Saturday, March 7, 2020

Williams, of Dividend Discount Model Fame, Wanted to Eliminate Market Volatility by Putting Experts in Charge of Setting Prices

The intellectual foundations of modern finance lie in John Burr Williams’s 1937 Harvard dissertation-turned-book, The Theory of Investment Value (Harvard University Press, 1938), and in this ambitious man’s attempt to use scientific thinking to end the wild volatility of markets that had wreaked havoc on the country during the Great Depression.

Williams began his doctoral program at Harvard in 1932 with the goal of discovering the true causes of the crash of 1929. Just as the financial crisis of 2008 formed the first imprint on the minds of those of us who began our careers in finance in the past decade, the stock market crash formed an indelible impression on Williams and the cadre of young scholars who would attempt to invent the theory of finance. He believed that the “wide changes in stock prices during the last eight years, when prices fell as much as 80 or 90 percent from their 1929 peaks only to recover much of their decline later, are a serious indictment of past practice in Investment Analysis.”

Like many in his day, Williams believed in the promise of technocratic governance, that the world’s problems could be solved by men of solid intellect meeting in wood-paneled rooms to weigh in on matters of urgency for society. The dividend discount model, and the application of The Theory of Investment Value, had a simple purpose: making the excess volatility of markets disappear by putting experts in charge of setting prices.

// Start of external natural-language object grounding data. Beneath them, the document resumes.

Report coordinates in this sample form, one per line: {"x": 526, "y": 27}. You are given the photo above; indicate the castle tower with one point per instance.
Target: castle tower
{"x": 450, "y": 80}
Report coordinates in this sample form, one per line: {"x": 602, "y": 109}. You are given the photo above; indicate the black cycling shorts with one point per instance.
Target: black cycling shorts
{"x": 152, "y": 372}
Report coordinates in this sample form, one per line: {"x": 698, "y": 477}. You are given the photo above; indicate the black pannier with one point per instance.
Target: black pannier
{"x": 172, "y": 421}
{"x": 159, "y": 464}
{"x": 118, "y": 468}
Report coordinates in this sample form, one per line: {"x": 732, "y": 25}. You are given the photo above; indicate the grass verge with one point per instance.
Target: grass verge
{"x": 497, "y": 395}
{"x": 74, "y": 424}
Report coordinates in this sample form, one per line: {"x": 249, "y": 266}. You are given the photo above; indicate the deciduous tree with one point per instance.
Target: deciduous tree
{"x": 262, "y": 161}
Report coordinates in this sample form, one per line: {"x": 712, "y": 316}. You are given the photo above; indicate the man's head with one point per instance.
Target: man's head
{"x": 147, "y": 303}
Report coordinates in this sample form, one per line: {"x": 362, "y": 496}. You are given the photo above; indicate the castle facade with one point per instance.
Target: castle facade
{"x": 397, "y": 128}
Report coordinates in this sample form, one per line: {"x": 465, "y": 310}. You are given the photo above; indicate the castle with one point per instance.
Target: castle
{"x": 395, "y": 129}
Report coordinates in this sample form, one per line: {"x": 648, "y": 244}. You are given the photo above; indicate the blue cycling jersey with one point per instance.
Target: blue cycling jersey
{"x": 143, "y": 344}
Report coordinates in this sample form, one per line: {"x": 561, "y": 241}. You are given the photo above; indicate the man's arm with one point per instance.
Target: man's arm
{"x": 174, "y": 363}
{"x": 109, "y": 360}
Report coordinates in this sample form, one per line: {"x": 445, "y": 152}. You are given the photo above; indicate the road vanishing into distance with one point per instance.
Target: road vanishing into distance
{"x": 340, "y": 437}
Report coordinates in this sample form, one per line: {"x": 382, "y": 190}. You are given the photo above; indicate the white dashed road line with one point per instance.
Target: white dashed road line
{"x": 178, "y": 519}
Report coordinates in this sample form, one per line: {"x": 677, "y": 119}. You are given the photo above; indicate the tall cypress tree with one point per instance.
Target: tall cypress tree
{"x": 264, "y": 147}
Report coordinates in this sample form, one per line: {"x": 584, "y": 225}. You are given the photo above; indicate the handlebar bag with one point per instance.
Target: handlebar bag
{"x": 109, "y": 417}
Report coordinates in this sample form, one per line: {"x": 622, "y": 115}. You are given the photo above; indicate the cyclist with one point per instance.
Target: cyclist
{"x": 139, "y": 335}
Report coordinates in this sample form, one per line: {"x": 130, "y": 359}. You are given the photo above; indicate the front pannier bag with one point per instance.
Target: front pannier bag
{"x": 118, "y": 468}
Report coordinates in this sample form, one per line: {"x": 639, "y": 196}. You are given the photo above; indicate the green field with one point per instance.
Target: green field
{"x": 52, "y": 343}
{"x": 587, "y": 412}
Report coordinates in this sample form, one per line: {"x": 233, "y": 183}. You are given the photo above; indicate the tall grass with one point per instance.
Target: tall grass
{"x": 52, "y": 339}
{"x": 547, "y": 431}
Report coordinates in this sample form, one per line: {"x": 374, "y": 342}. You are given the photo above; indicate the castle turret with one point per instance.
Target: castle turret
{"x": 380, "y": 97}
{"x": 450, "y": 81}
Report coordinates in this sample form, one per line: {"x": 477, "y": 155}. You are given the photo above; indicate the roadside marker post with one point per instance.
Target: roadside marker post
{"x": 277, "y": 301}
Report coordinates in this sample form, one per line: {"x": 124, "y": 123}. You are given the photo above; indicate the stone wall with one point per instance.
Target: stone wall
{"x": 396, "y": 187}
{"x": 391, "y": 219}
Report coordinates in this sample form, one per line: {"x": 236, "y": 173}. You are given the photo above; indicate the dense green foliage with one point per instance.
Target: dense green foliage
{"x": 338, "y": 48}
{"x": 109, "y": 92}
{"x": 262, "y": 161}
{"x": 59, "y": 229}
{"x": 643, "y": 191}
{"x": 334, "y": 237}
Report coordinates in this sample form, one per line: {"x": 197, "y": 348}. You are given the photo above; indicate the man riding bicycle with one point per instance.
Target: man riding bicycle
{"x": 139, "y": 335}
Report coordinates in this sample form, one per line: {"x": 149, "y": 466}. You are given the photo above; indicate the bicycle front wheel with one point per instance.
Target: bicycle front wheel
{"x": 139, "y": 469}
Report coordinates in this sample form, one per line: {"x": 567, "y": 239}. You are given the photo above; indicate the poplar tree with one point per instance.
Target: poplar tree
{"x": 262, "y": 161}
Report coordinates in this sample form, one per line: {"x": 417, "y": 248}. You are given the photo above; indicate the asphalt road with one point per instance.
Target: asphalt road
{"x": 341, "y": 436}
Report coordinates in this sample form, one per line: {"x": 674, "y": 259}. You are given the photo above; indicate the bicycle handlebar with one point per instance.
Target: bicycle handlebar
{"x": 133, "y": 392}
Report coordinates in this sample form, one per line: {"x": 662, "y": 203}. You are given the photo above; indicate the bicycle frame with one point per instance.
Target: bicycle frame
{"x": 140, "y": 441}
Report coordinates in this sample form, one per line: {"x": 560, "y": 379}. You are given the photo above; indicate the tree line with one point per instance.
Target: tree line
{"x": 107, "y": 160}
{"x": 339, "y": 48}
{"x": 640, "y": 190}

Experts, not traders, would set the prices of the securities in the marketplace. “The time seems to be ripe for the publication of elaborate monographs on the investment value of all the well-known stocks and bonds listed on the exchanges,” he wrote. “The last word on the true worth of any security will never be said by anyone, but men who have devoted their whole lives to a particular industry should be able to make a better appraisal of its securities than the outsider can.”

In addition to making investing a far less exciting practice, Williams believed this new expert-based approach would result in “fairer, steadier prices for the investing public.” These experts needed only his formulas.

Williams’s new science of investing featured the now-familiar dividend discount model. In short, this model quantifies the idea that the investment value of a security is equal to “the present worth of the expected future dividends.”

—Daniel Rasmussen, “The Bankruptcy of Modern Finance Theory,” American Affairs 1, no. 2 (Summer 2017), under “John Burr Williams and the Dividend Discount Model,” americanaffairsjournal.org/2017/05/bankruptcy-modern-finance-theory/ (accessed March 7, 2020).